First, the government of Venezuela has the primary responsibility to protect its own people. Not just the citizens who vote for Mr. Maduro, who enjoy the preponderance of food deliveries, but all citizens in all parts of the country.

Second, the international community has a responsibility to assist national authorities protect their population. Canada has made an important start with $53-million in humanitarian assistance and the Red Cross will now spearhead the delivery of aid inside the country. Given the scale of the suffering, much more will be required.

Third, where the government proves unable or unwilling to protect its own citizens, the international community itself has a remedial responsibility.

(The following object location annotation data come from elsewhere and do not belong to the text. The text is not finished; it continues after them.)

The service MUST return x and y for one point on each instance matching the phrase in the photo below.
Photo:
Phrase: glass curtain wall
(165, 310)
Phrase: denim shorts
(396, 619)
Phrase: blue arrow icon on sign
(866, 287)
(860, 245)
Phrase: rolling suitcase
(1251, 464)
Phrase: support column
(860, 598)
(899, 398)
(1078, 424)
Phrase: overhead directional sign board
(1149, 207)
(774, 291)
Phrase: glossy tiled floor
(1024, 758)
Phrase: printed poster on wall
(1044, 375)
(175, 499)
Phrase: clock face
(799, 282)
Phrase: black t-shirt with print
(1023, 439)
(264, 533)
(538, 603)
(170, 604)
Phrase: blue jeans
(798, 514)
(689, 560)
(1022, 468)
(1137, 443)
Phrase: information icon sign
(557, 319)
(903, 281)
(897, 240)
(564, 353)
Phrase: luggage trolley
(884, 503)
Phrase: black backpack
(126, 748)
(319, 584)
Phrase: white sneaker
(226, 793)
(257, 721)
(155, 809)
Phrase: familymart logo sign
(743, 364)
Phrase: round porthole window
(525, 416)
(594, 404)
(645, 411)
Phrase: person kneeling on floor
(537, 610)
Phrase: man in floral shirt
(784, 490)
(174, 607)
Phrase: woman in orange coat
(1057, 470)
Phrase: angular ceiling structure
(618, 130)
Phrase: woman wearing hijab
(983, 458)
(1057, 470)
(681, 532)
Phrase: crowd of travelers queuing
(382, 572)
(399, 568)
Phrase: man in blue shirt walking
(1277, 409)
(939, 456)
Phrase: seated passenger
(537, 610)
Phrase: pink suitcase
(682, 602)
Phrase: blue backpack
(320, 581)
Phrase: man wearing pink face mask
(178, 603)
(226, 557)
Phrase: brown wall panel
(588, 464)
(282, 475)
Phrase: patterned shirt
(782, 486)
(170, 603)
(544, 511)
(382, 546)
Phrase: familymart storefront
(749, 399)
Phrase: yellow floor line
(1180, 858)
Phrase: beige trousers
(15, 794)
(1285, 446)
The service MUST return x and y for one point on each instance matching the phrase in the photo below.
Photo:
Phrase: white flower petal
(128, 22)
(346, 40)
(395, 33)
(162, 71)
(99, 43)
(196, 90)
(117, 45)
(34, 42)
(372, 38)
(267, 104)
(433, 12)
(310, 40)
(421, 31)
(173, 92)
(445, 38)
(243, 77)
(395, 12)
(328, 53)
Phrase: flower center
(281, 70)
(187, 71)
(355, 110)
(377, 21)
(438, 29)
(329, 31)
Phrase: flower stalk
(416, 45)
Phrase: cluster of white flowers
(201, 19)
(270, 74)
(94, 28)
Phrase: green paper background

The 2005 World Summit, at which more than 190 countries adopted R2P, lays out the diplomatic, political and humanitarian measures we can take to live up to our responsibilities. Three are critical in this case: Mediation, which has been offered and rejected many times, should be more forcefully pursued. Collective decision-making, which will require building bridges between the Lima Group that represents most of the Americas with extra-regional initiatives such as the International Contact Group. And capacity-building to deliver assistance. Given the parallel existence of two governments on the ground in Venezuela, capacity-building should be offered to whichever administration is able to reach the population.

Many states shy away from the responsibility to protect because it has sometimes triggered the use of force. But the principles those 190-some countries signed up to clearly rule out any unilateral use of force. No military action can be contemplated without a resolution of the UN Security Council. In this case, Russia and China would surely veto any such resolution.

And indeed, there should be no use of force at all. The objective is to save lives, not to sacrifice them as so much collateral damage in the fighting that would ensue as foreign military forces confront the paramilitary groups and criminal gangs that defend Mr. Maduro. As we embrace the responsibility to protect Venezuelan lives, we should loudly and explicitly rule out armed action.

It is time for the international community to come together to protect Venezuelans. Their lives matter more than our geopolitics.